Please help i tried many functions.
Thanks in advance.
You can't get the exact string back because Oracle numbers are only stored up to 38 digits of precision.
So if you run this:
select cast(no as varchar2(100))
from test;
You'll get:
80040117040110040101040101040116040950400000000000000000000000000000000000000000000
While I advise not to proceed like this as this could be rife for errors and a possible maintenance nightmare, I do like a challenge and have been forced to do some screwy things myself in order make some vendor's bizarre way of doing things work for us so I sympathize with you if that is the case. So, for the fun of it check this out.

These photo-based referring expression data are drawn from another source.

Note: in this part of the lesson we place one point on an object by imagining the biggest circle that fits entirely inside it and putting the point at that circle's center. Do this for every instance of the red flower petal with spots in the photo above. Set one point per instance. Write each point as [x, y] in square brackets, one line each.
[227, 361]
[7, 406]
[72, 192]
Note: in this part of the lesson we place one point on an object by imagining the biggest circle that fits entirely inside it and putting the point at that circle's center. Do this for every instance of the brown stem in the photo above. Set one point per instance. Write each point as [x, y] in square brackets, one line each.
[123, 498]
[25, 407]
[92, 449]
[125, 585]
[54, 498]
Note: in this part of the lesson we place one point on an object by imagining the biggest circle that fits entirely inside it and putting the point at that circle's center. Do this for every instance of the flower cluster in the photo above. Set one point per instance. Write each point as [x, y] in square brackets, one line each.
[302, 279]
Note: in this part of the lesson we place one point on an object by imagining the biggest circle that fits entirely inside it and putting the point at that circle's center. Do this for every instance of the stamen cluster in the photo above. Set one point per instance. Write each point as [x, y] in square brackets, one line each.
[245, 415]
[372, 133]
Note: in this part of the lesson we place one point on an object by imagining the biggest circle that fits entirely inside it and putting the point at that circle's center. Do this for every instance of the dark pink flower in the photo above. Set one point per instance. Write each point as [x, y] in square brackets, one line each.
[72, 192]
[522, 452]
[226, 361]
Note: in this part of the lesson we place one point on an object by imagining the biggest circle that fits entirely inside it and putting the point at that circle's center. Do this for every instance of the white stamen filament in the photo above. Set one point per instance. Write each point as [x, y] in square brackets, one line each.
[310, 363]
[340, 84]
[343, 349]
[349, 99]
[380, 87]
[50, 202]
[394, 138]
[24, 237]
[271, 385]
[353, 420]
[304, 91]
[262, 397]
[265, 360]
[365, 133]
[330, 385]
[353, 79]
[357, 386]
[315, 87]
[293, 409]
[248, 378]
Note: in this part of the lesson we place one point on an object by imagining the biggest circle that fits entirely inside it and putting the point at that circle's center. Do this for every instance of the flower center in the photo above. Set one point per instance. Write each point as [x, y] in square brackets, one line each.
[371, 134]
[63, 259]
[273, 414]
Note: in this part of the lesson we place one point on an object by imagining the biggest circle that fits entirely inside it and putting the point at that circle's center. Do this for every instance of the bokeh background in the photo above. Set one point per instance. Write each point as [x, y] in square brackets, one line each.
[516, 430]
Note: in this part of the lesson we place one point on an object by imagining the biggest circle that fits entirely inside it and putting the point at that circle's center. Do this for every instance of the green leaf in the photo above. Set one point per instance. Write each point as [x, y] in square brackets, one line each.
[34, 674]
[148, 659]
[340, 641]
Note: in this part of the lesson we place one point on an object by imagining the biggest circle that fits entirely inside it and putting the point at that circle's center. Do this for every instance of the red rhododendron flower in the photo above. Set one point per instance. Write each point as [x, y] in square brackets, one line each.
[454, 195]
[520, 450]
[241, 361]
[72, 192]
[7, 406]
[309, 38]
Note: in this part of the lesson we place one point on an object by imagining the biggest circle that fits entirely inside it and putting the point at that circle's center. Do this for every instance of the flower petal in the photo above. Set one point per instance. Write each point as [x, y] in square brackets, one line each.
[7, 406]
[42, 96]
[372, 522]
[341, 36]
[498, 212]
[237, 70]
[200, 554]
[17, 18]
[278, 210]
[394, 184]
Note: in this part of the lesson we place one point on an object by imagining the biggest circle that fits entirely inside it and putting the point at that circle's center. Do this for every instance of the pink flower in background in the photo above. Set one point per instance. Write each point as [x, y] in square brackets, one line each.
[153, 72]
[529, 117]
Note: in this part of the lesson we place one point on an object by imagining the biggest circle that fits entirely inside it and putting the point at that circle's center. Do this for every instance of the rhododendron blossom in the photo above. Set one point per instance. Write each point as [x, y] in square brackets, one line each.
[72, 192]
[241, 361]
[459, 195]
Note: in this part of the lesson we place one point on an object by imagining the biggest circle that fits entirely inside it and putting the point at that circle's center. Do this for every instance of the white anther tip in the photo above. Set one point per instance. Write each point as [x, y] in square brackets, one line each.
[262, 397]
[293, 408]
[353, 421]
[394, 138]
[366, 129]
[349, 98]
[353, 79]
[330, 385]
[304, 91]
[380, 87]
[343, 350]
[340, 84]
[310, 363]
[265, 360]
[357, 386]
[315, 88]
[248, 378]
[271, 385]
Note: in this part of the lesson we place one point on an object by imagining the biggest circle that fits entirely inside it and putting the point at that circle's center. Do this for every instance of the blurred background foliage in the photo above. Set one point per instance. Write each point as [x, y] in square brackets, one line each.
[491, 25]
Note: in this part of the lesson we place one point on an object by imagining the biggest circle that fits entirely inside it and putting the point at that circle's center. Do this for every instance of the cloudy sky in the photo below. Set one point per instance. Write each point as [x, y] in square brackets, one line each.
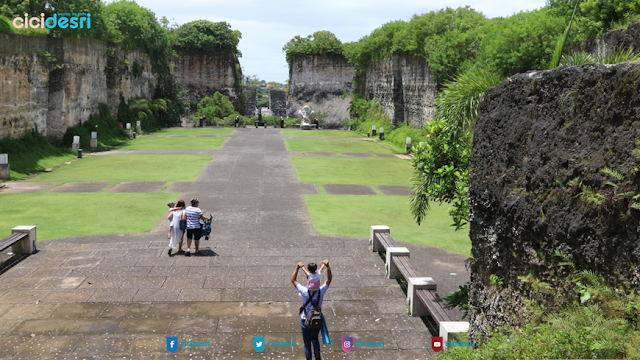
[267, 25]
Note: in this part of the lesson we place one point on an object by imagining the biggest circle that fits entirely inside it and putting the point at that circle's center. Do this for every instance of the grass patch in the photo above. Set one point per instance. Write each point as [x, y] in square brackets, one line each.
[32, 153]
[352, 215]
[168, 143]
[344, 170]
[324, 133]
[337, 146]
[68, 215]
[195, 131]
[118, 168]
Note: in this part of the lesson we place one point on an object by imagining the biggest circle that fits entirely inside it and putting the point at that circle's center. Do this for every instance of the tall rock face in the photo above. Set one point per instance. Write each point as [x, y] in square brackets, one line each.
[320, 82]
[202, 74]
[404, 87]
[278, 103]
[538, 189]
[624, 38]
[53, 84]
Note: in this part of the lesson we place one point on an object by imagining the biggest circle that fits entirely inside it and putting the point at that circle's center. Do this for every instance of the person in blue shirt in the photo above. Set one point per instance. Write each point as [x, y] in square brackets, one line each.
[310, 336]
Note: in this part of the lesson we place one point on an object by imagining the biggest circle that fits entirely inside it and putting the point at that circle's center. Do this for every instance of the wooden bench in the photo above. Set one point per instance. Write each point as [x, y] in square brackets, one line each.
[22, 240]
[422, 298]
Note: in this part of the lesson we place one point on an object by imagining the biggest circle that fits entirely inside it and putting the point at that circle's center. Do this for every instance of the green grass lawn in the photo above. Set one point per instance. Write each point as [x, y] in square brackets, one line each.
[67, 215]
[195, 131]
[38, 165]
[323, 133]
[352, 215]
[129, 168]
[344, 170]
[171, 143]
[337, 146]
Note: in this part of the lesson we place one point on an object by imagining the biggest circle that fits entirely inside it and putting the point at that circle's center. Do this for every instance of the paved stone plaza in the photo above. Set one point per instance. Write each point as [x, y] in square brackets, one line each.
[119, 296]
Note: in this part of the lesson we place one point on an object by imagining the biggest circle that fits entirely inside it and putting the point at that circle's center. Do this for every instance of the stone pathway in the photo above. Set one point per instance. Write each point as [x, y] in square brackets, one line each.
[120, 295]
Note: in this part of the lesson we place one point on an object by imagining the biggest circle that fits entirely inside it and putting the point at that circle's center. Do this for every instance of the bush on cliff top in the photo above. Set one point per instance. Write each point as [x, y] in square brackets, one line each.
[208, 36]
[323, 43]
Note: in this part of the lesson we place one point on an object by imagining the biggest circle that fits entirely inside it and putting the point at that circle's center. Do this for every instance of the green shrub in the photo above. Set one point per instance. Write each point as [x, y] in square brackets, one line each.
[605, 325]
[26, 152]
[109, 131]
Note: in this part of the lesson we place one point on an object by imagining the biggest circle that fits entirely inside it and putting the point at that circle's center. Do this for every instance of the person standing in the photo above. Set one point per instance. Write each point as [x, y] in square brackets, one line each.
[309, 298]
[177, 215]
[194, 230]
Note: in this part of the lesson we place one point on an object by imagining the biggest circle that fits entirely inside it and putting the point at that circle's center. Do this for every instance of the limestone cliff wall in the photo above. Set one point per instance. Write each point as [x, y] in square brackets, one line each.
[202, 74]
[54, 95]
[320, 82]
[623, 38]
[404, 87]
[537, 189]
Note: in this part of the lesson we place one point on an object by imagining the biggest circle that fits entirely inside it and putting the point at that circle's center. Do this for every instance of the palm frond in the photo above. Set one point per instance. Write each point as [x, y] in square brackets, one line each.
[619, 55]
[460, 99]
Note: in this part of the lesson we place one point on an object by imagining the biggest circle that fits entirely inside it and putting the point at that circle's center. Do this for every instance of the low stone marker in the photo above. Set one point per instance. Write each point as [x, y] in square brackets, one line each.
[94, 139]
[76, 143]
[4, 167]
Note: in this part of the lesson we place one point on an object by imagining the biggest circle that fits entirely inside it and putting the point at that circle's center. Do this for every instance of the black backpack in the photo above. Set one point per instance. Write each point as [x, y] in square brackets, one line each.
[314, 316]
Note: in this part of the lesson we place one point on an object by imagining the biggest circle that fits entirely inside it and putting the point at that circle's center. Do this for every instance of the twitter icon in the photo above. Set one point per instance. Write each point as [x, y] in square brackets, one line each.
[258, 343]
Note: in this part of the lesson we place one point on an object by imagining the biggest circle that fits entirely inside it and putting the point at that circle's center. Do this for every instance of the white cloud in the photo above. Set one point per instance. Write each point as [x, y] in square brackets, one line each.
[267, 26]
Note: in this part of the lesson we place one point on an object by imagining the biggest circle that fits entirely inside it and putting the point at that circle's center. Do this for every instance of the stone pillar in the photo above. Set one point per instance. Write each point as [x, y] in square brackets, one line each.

Convert to hex, then to a decimal and insert into the database (x_test has one NUMBER column), then select, converting back:
SQL> insert into x_test
2 select to_number(rawtohex('Puneet_kushwah1'), rpad('X', length(rawtohex('Puneet_kushwah1')), 'X')) from dual;
1 row created.
SQL> select * from x_test;
col1
----------
4.1777E+35
SQL> SELECT utl_raw.cast_to_varchar2(hextoraw(trim(to_char(col1, 'XXXXXXXXXXXXXXXXXXXXXXXXXXXXXXXXXXXXXXXXXXXXXXXX'))))
2 FROM x_test;
UTL_RAW.CAST_TO_VARCHAR2(HEXTORAW(TRIM(TO_CHAR(col1,'XXXXXXXXXXXXXXXXXXXXXXXXXXXX
--------------------------------------------------------------------------------
Puneet_kushwah1
SQL>
While it's a horrible idea and a horrible data model, you could convert some strings into numbers by converting their raw representation into a number:
create or replace function string_to_number(p_string varchar2)
return number as
l_raw raw(40);
l_number number;
begin
l_raw := utl_i18n.string_to_raw(data => p_string, dst_charset => 'AL32UTF8');
l_number := to_number(rawtohex(l_raw), 'xxxxxxxxxxxxxxxxxxxxxxxxxxxxxxxxxxxxxxxx');
return l_number;
end;
/
And back again:
create or replace function number_to_string(p_number number)
return varchar2 as
l_raw raw(40);
l_string varchar2(20);
begin
l_raw := hextoraw(to_char(p_number, 'fmxxxxxxxxxxxxxxxxxxxxxxxxxxxxxxxxxxxxxxxx'));
l_string := utl_i18n.raw_to_char(data => l_raw, src_charset => 'AL32UTF8');
return l_string;
end;
/
Which you could use as:
insert into test (no) values (string_to_number('Puneet_kushwah1'));
1 row inserted.
select * from test;
NO
---------------------------------------
417765537084927079232028220523112497
select number_to_string(no) from test;
NUMBER_TO_STRING(NO)
--------------------------------------------------------------------------------
Puneet_kushwah1
You don't really need functions, you could do the conversions in-line; but this makes what's happening a bit clearer.
But you're restricted by the precision of the number type. I think you're limited to about 20 characters, but it'll depend a bit on the actual string and its hex representation.
(I am not endorsing this approach, it's just a mildly interesting problem).